The company’s two-tailed green mermaid is etched into the minds of city-dwellers the world over with more than 24,000 shops in 70 countries sharing the title. But the world’s largest coffee chain almost opted for a far less catchy name: Cargo House.

"We were thinking of all kinds of names and came desperately close to calling it Cargo House, which would have been a terrible, terrible mistake," co-founder Gordon Bowker told the Seattle Times.

The catchy Starbucks name was found after Terry Heckler, Mr Bowker’s advertising agency partner said that he thought that words starting with ‘st’ are more powerful. Mr Bowker set to work brainstorming a list of words.

“Somebody somehow came up with an old mining map of the Cascades and Mount Rainier, and there was an old mining town called Starbo,” he explained.

“As soon as I saw Starbo, I, of course, jumped to Melville’s first mate in Moby-Dick. But Moby-Dick didn’t have anything to do with Starbucks directly; it was only coincidental that the sound seemed to make sense,” he said.

Something stuck about the old mining town in Washington and Mr Bowker’s memory of ‘Starbuck’ - the character from Herman Melville’s classic.

“A lot of times you’ll see references to the coffee-loving first mate of the Pequod. And then somebody said to me, well no, it wasn’t that he loved coffee in the book, it was that he loved coffee in the movie,” Mr Bowker explained.

The multi-billion dollar company’s iconic logo also originates in nautical inspiration from the Greek myth of the Siren. The story tells that sirens lured sailors to shipwrecks, one of which was located off the coast of Starbuck Island in the South Pacific.

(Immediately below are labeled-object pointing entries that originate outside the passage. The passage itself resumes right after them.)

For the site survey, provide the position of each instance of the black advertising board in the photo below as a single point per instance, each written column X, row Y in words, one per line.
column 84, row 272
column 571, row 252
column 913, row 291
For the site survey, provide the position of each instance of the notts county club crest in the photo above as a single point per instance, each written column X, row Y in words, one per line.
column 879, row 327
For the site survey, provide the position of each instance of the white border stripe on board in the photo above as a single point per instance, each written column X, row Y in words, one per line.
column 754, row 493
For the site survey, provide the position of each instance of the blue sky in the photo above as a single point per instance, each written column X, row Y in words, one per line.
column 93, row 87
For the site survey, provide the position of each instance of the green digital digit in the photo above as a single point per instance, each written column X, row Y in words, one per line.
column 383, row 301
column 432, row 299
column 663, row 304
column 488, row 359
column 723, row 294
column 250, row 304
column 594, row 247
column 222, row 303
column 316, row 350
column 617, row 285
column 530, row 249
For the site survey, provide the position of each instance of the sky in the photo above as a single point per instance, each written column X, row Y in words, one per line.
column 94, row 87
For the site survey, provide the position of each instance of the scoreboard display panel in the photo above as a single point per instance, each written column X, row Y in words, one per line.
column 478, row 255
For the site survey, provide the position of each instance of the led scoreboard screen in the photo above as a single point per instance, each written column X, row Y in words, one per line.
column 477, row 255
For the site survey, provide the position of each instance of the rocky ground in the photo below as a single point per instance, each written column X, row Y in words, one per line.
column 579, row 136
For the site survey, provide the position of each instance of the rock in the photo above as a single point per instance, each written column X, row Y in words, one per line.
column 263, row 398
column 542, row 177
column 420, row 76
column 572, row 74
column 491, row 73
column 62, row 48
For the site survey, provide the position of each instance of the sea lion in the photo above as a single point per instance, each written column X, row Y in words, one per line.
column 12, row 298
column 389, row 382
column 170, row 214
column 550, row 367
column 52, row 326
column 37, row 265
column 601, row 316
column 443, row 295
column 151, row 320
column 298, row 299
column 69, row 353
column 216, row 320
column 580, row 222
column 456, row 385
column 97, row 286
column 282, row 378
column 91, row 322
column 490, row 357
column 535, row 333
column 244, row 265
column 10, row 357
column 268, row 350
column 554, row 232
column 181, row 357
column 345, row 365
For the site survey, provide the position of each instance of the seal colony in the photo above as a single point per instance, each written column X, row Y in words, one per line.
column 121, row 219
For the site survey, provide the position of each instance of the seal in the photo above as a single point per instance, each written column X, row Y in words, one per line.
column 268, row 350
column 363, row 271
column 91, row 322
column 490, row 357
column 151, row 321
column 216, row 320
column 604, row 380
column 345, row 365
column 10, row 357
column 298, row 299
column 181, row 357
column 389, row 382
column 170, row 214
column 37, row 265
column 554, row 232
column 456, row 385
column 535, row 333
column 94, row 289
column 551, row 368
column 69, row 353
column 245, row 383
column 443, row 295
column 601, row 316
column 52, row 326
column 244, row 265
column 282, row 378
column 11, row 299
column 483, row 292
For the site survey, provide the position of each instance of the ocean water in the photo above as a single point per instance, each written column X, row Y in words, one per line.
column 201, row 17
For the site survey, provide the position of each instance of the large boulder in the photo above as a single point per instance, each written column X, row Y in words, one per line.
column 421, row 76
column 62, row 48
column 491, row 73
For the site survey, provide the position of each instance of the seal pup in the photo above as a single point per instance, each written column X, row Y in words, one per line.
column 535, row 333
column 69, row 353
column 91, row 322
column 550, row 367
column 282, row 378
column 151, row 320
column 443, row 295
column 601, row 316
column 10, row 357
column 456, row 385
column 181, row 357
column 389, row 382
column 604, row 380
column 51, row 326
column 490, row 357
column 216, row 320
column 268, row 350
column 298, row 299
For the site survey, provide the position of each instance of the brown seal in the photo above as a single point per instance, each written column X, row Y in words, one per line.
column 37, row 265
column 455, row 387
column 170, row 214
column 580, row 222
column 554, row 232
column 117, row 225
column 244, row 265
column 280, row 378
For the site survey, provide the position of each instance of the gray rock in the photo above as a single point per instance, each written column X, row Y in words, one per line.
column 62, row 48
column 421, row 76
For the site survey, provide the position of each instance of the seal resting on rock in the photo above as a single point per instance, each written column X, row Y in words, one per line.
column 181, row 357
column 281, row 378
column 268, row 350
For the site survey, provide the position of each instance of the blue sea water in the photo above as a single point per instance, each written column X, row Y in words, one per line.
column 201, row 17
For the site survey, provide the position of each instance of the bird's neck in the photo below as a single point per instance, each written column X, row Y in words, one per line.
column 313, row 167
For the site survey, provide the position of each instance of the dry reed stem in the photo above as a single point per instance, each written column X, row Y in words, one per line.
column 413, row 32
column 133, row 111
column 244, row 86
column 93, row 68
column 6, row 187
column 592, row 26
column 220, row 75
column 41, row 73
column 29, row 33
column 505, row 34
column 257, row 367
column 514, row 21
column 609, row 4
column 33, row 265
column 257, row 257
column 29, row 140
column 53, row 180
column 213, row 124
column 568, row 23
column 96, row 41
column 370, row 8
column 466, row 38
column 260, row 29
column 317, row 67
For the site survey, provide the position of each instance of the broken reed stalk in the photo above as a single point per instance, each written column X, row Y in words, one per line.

The first Starbucks shop was opened in Seattle in 1971 at Pike Place Market in downtown Seattle, Washington. In 2011, the company entirely removed the words “Starbucks Coffee” from the logo, preferring for only the famous crowned mermaid to look out from every cup.

“None of the businesses took the course I originally imagined for them, but in a way how could they? It’s like having a child: You don’t know what that child’s going to be when he or she grows up,” Mr Bowker added.